When cloning is complete, navigate to the project folder.

First, we need to create a new Python 3 virtual environment (this is not mandatory but highly recommended). We name this environment kafka_env. All the required libraries for this project are included in the requirements.txt file. In case you want to install the essential libraries on your own, be careful to use pip install kafka-python instead of pip install kafka (following commands probably won’t apply to a Windows OS).

python3 -m venv kafka_venv
source kafka_venv/bin/activate
pip install -r requirements.txt


Execute the Python script “wikipedia_events_kafka_producer.py” and open up a new terminal to consume messages from the kafka topic through a terminal, using the following command.

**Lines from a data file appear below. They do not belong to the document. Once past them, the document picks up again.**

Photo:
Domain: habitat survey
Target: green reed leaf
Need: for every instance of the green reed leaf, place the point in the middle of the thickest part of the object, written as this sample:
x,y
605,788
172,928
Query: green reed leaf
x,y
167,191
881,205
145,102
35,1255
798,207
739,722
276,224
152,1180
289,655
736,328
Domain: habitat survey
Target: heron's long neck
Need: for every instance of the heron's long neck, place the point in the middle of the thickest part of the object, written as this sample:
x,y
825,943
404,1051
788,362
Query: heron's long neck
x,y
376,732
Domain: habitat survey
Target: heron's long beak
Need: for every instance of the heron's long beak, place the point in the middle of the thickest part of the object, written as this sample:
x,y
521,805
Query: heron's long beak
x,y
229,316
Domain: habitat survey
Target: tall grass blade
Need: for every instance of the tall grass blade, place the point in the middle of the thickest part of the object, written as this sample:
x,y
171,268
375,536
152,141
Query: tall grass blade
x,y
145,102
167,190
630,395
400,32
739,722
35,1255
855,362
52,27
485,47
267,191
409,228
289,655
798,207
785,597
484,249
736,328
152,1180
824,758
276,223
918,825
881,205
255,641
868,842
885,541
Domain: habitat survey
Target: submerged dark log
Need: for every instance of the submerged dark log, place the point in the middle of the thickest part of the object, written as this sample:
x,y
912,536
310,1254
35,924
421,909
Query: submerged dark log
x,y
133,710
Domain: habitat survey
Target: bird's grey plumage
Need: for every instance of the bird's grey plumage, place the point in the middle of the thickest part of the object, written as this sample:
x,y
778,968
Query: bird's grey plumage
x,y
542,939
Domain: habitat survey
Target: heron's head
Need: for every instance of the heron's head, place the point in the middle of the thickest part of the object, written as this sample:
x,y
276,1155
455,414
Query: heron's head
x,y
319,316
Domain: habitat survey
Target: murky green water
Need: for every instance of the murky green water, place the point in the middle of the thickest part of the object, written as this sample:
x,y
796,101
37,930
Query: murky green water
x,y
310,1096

Option from-beginning is not required; when used, it will provide the whole history of messages that have been published to the target topic; otherwise, you will consume messages from the moment you execute the following command and beyond.

bin/kafka-console-consumer.sh --bootstrap-server localhost:9092 --topic wikipedia-events --from-beginning 

Suggestions for experimentation

  • Create multiple producers that handle different types of events and send them over different or the same topics.
  • Create consumer(s) that will store data to a database into batches or feed them to any other system.
  • Create a group of consumers that will share the job of consuming messages in parallel to improve performance.